Christopher Vogler in his excellent book The Writer's Journey says that "back story is all the relevant information about a character's history and background - what got her to the situation at the beginning of the story." Well put.

Why don't we want back story in one block of information at the beginning of a book? Because readers like to discover bits of information as they read, clues that are given either visually or through dialogue. Imagine being on a first date: would you like that other person to vomit out every detail of their existence, clogging up two hours of your time, and then saying "There, now you know who I am." Ugh. Cheque, please!

Just as in real life, characters can't simply dump their back story on readers. It needs to be done slowly, but deliberately. It takes the joy and mystery out of reading about new characters and situations if everything is shared immediately and in such a perfunctory manner.

Oh and wait: it's boring!

No. 1 - not so much

Oh, I feel a lawsuit coming on!
I picked this book up because a friend of mine seemed to enjoy one of these last year and I came across it at a used stor for $4. What the hell. I have to say I am not impressed.

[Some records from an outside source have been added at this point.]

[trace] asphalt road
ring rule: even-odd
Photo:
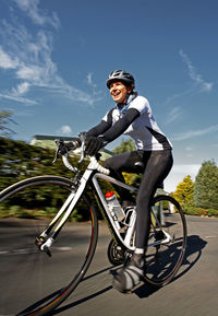
[[[156,291],[143,284],[132,294],[121,294],[111,286],[112,267],[107,259],[110,236],[101,223],[97,250],[84,281],[52,315],[217,316],[218,220],[187,216],[187,229],[185,260],[170,284]]]

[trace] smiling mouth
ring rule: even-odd
[[[112,93],[112,96],[119,96],[121,94],[121,92],[116,92],[116,93]]]

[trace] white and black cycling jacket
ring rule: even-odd
[[[137,150],[169,150],[171,143],[159,129],[144,96],[130,95],[126,105],[117,105],[102,118],[101,122],[88,131],[89,136],[104,138],[108,143],[122,133],[130,136]]]

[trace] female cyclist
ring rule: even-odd
[[[124,133],[134,140],[136,150],[112,156],[104,165],[120,180],[124,180],[122,172],[138,173],[138,167],[143,172],[136,198],[136,249],[112,281],[113,288],[126,292],[140,283],[146,269],[144,256],[150,226],[149,203],[158,185],[172,167],[172,147],[159,129],[147,98],[134,92],[135,80],[131,73],[112,71],[107,79],[107,86],[116,106],[87,132],[86,153],[95,155]],[[123,207],[132,202],[124,189],[119,195],[124,201]]]

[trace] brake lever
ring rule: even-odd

One of the downsides to being an editor is that I am forever editing everything I read, wondering how I would have handled the story structure, the punctuation, and questioning if parts should have been eliminated.That's what I face here: I feel an elimination was much needed.

Chapter 2 is the back story in this book and it goes on for three chapters - from pages 15 to 59. The bulk of those chapters is about this character's father and how she came to be the No.1 Ladies' Detective. I would have scrapped all three chapters and integrated some of the material some other way. I found the chapters boring and slow and they irked me because I want to read about what's going on now (in media res) and I want to read about a detective agency (as promised by the title and back cover blurb) - not South African history or her father's life as a miner. This is relevant how? Write a non-fiction book about South African history, but a fiction detective book is not the right place for such things.

What's really unfortunate is the missed opportunity: on page 72 the character is asked if she was ever married. She says she once had a husband. Now if I hadn't been told all the details of that sordid affair in chapter four, I would have been intrigued by this statement, hoping to have it revealed later on. Who is this woman? What's her story? Questions I would have asked. It was a perfect clue, a hint, but it lacked impact because I'd already been told everything I needed to know.